During the Apollo flights, astronauts reported seeing odd flashes of light, visible even with their eyes closed. We have since learned that the cause was cosmic rays — extremely energetic particles from outside the solar system arriving at Earth and constantly bombarding its atmosphere. Once they reach Earth, they still have sufficient energy to cause glitches in electronic components.

Galactic cosmic rays come from sources inside our home galaxy, the Milky Way, and consist mostly of protons moving at close to the speed of light. These protons have been accelerated to energies exceeding the energies that even the European Organization for Nuclear Research's (CERN) Large Hadron Collider will be able to achieve.

"It has long been thought that the super-accelerators that produce these cosmic rays in the Milky Way are the expanding envelopes created by exploded stars, but our observations reveal the smoking gun that proves it," said Eveline Helder from the Astronomical Institute Utrecht of Utrecht University in the Netherlands.

"You could even say that we have now confirmed the caliber of the gun used to accelerate cosmic rays to their tremendous energies," said Jacco Vink, also from the Astronomical Institute Utrecht.

For the first time, Helder, Vink, and colleagues have come up with a measurement that solves the long-standing astronomical quandary of whether or not stellar explosions produce enough accelerated particles to explain the number of cosmic rays that hit Earth's atmosphere. The team's study indicates that they indeed do and directly tells us how much energy is removed from the shocked gas in the stellar explosion and used to accelerate particles.

"When a star explodes, a large part of the explosion energy is used for accelerating some particles up to extremely high energies," said Helder. "The energy that is used for particle acceleration is at the expense of heating the gas, which is much colder than theory predicts."

The researchers looked at the remnant of a star that exploded in AD 185, as recorded by Chinese astronomers. The remnant, called RCW 86, is located about 8,200 light-years away towards the constellation Circinus the Drawing Compass. It is probably the oldest record of the explosion of a star.

Using ESO's VLT, the team measured the temperature of the gas right behind the shock wave created by the stellar explosion.

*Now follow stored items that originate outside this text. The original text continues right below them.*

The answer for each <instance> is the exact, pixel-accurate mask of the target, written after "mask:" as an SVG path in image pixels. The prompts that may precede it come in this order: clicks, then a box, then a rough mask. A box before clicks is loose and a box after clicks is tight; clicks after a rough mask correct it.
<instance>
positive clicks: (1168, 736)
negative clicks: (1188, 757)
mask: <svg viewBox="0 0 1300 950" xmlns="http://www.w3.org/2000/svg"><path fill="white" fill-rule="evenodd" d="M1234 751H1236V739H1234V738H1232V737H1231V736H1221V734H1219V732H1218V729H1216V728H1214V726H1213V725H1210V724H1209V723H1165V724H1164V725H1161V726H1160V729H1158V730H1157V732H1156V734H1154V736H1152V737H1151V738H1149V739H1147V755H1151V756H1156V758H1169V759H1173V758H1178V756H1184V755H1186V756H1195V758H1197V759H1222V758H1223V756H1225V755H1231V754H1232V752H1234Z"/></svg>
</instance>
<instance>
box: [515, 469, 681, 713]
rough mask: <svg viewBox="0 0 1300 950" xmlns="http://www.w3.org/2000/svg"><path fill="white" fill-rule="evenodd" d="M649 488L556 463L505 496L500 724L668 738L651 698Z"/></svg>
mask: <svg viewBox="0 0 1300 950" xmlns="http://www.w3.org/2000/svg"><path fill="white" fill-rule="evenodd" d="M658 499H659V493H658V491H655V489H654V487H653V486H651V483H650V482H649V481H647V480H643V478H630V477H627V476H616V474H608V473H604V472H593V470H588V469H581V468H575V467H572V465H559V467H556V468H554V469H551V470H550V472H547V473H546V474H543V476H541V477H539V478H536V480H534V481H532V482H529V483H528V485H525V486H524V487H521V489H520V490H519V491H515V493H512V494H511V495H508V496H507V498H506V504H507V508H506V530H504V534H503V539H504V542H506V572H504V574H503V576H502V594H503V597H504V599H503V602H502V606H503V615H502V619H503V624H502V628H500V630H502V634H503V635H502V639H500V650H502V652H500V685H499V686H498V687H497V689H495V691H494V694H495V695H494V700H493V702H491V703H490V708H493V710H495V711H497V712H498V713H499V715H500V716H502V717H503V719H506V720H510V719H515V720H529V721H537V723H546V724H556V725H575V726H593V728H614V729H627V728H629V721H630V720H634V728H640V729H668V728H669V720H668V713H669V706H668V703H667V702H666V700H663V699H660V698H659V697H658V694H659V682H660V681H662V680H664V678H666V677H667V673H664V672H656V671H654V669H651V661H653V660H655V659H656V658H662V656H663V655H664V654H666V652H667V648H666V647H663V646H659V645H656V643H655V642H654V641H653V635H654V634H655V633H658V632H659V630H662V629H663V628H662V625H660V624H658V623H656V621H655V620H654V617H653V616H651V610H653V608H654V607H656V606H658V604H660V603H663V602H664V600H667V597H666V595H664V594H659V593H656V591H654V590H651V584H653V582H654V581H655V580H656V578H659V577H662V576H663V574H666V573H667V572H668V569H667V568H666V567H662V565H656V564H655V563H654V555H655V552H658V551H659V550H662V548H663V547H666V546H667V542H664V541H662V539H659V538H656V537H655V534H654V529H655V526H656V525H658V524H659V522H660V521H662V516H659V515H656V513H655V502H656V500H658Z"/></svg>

They measured the speed of the shock wave as well, using images taken with NASA's Chandra X-ray Observatory 3 years apart. They found it to be moving at between 6 million and 19 million miles (10 and 30 million kilometers) per hour, between 1 and 3 percent the speed of light.

The temperature of the gas turned out to be 54 million degrees Fahrenheit (30 million degrees Celsius). This is quite hot compared to everyday standards, but much lower than expected, given the measured shock wave's velocity. This should have heated the gas up to at least half a billion degrees.

"The missing energy is what drives the cosmic rays", said Vink.